Pierce Brosnan has placed a new banner on his site encouraging people to contact their representatives in the Senate and pass legislation aimed at stopping horse slaughter in the U.S.
Pierce links to a site called Rally For Horses where you can find out more regarding the legislation. Here’s a snippet,
“We only have days left for the U.S. Senate to pass the American Horse Slaughter Prevention Act (H.R. 503/S. 1915)! The House of Representatives voted 263-146 on Sept. 7 to pass H.R. 503. Now it’s time for the Senate to act by passing S. 1915, which is sponsored by Senators John Ensign (R-Nev.) and Mary Landrieu (D-La.).
We must send a very clear message to Congress to pass a permanent ban on horse slaughter. Call your two U.S. Senators directly or call the Congressional switchboard at (202) 224-3121. All you need to say is:
‘I am a constituent and I am calling to ask that my Senator immediately protect our horses from slaughter and cosponsor S. 1915, the American Horse Slaughter Prevention Act. I am very concerned about American horses and I don’t want them slaughtered.’”
I’m hopeful that this legislation will pass; especially with bi-partisan sponsorship. Here’s some more information on the practice of horse slaughter.
Who eats horses?
The biggest consumers of horsemeat are France, Italy, Belgium, and Japan. Horsemeat, considered a delicacy, is used as an alternative to beef. This hurts the US beef industry. Japan regulates the amount of American beef imported into the country, but these regulations are not imposed on American horse meat. Eating horses has never been an accepted part of American culture.

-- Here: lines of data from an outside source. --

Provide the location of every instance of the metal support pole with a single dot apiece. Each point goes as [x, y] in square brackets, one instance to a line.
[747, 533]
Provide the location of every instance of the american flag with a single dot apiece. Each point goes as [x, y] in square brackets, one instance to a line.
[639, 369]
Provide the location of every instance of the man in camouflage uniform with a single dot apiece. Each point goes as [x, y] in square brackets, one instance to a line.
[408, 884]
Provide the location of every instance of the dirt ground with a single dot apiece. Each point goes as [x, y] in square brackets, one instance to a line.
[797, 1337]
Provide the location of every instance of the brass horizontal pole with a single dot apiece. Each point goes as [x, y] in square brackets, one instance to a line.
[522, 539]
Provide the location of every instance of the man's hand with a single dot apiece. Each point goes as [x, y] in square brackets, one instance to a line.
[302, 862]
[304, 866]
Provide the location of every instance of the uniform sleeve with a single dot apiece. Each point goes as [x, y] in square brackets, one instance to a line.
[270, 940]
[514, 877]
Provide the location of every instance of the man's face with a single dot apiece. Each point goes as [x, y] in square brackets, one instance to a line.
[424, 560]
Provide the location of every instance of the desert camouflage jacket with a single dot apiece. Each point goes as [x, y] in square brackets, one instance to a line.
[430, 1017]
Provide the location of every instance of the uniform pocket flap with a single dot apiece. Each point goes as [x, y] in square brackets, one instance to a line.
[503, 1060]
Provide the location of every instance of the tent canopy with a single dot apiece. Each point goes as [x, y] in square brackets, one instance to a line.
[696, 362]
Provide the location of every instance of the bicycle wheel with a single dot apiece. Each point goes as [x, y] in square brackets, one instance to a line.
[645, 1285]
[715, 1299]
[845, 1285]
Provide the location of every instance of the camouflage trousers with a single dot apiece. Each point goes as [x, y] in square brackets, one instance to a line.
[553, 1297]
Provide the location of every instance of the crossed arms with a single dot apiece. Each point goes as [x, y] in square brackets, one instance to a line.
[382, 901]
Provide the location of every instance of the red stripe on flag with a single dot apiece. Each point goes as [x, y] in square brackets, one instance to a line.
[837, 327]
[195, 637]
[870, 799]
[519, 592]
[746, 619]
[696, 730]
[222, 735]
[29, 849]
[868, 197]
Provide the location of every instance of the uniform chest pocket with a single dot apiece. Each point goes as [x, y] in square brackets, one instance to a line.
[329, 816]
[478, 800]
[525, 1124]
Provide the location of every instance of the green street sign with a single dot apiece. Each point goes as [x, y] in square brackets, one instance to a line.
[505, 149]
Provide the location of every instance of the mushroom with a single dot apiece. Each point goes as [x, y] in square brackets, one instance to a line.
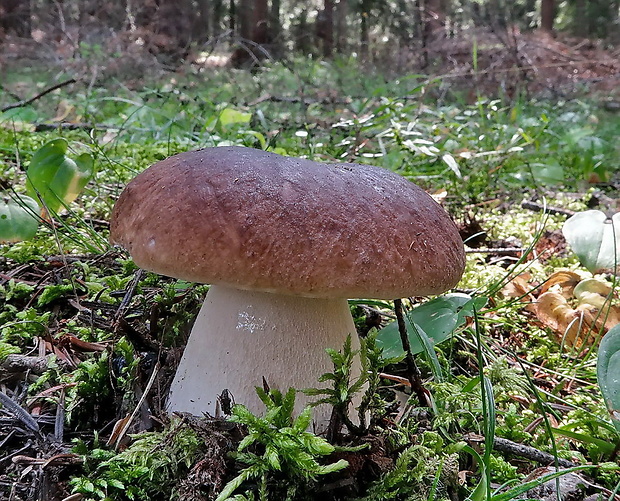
[284, 242]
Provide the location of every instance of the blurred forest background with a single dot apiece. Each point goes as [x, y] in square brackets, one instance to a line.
[545, 46]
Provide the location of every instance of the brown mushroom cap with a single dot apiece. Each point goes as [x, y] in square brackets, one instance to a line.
[256, 220]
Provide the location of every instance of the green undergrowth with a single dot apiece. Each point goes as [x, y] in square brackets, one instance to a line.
[481, 159]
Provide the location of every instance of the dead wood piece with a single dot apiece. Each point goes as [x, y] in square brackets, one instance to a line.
[19, 364]
[26, 102]
[19, 412]
[525, 451]
[413, 373]
[57, 460]
[538, 207]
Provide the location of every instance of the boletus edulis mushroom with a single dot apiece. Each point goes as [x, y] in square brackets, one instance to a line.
[284, 242]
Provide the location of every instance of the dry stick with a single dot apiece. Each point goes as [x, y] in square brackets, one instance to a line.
[527, 452]
[26, 102]
[413, 373]
[538, 207]
[19, 412]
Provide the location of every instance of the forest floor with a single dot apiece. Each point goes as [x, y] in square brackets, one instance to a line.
[512, 142]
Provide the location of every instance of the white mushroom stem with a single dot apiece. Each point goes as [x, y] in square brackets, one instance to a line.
[240, 336]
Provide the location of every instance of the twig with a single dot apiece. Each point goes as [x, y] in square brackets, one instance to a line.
[500, 250]
[528, 452]
[525, 451]
[127, 421]
[413, 373]
[19, 412]
[26, 102]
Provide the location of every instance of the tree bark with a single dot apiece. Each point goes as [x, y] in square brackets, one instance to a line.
[547, 15]
[202, 21]
[364, 30]
[341, 26]
[325, 27]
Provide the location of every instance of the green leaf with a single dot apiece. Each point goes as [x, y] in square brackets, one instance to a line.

What’s the big deal anyway?
Both the transport of horses to slaughter and the slaughter itself is inhumane. Equipment used in the transport of horses to slaughter is designed for cows. Horses often end up trampled and injured, even dead, while being transported 24 hours or more with no food, water, or rest. The equipment used to stun the horse before being slaughtered is also made for cows. Horses are often slaughtered while still consciously alive (2,500 or more horses met their fate this way last year alone).